Die evangelische Landeskirche bittet ihre Mitglieder daher in der Karwoche, die mit dem Palmsonntag heute beginnt, mit Andachten zu Hause die heilige Woche zu begehen. So sollen liturgische Texte und Lieder gesprochen, gebetet und gesungen werden. Sie empfiehlt ein festes Ritual an jedem Tag der Woche, bis einschließlich 11. April. „Es wird empfohlen, eine Kerze anzuzünden und sie ins Fenster zu stellen. Am Karfreitag sollte die Andacht zur Sterbestunde Jesu um 15 Uhr gefeiert werden. Dazu werden die Kirchenglocken im ganzen Land läuten. Am Ostersonntag wird als Termin der Andacht 10 Uhr vorgeschlagen. Für 10:15 Uhr rufen die Handreichungen dazu auf, das Lied „Christ ist erstanden“ zu singen.

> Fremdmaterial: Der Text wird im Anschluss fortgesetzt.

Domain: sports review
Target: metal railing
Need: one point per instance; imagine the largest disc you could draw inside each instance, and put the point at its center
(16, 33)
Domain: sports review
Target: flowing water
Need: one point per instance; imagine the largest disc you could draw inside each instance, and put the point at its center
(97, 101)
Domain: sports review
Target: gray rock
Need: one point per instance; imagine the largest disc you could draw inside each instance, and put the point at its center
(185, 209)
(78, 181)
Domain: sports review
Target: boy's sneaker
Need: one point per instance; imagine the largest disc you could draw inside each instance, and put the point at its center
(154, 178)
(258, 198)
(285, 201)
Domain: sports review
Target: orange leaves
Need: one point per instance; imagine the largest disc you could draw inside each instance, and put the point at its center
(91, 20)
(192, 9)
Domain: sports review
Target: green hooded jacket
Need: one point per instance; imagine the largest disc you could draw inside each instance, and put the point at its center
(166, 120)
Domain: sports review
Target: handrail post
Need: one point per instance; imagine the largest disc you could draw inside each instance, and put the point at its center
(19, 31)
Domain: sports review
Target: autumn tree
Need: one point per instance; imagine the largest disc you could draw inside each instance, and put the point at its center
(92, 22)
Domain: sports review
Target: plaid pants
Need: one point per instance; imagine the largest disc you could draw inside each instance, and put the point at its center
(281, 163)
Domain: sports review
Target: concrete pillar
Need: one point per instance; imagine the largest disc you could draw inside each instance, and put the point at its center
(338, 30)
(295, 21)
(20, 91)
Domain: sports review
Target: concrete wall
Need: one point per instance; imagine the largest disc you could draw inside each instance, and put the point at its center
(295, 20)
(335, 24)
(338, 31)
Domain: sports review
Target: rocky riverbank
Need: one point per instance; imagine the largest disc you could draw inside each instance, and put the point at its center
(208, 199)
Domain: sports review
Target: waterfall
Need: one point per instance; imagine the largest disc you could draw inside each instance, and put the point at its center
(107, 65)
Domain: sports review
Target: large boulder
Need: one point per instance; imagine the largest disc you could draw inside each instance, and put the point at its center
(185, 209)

Die Andacht für Gründonnerstag enthält auch eine Möglichkeit, im Familienkreis das Abendmahl zu feiern“, heißt in einer Pressemitteilung im Namen von Landesbischof Christoph Meyns.

Grundlage für die häuslichen Andachten sind die ausgearbeiteten Handreichungen des Theologischen Zentrums Braunschweig. Diese sind, wie weitere digitale Angebote aus den Gemeinden, auf der kircheneigenen Internetseite einsehbar (www.landeskirche-braunschweig.de).

Was plant der Dom?

Dompredigerin Cornelia Götz und Henning Böger, Pastor der Braunschweiger Magnikirche, hatten zuvor ebenfalls dazu aufgerufen, die Karwoche und die Osterfeierlichkeiten „räumlich getrennt und doch geistlich verbunden“ zu begehen. In einem „Osterbrief“ informierten sie ihre Kirchenmitglieder über die Aktion, die unter dem Motto „Gemeinsam am Fenster – in schwieriger Zeit“ steht. Man brauche dafür denkbar wenig. „Nur ein Fenster, eine Kerze, ihre Stimme! Damit gehen wir gemeinsam auf den Weg“, heißt es in dem Brief, der als Handlungsanleitung dienen soll. Böger erklärt weiter: Die Tage der Karwoche liefen auf den Höhepunkt des Ostermorgens am Sonntag hinaus. Dann, so Böger, wolle man von den Fenstern, den Balkonen und Terrassen aus, den Choral von der Auferstehung Jesu („Christ ist erstanden“) hinausschmettern, allen Schwierigkeiten der Zeit zum Trotz.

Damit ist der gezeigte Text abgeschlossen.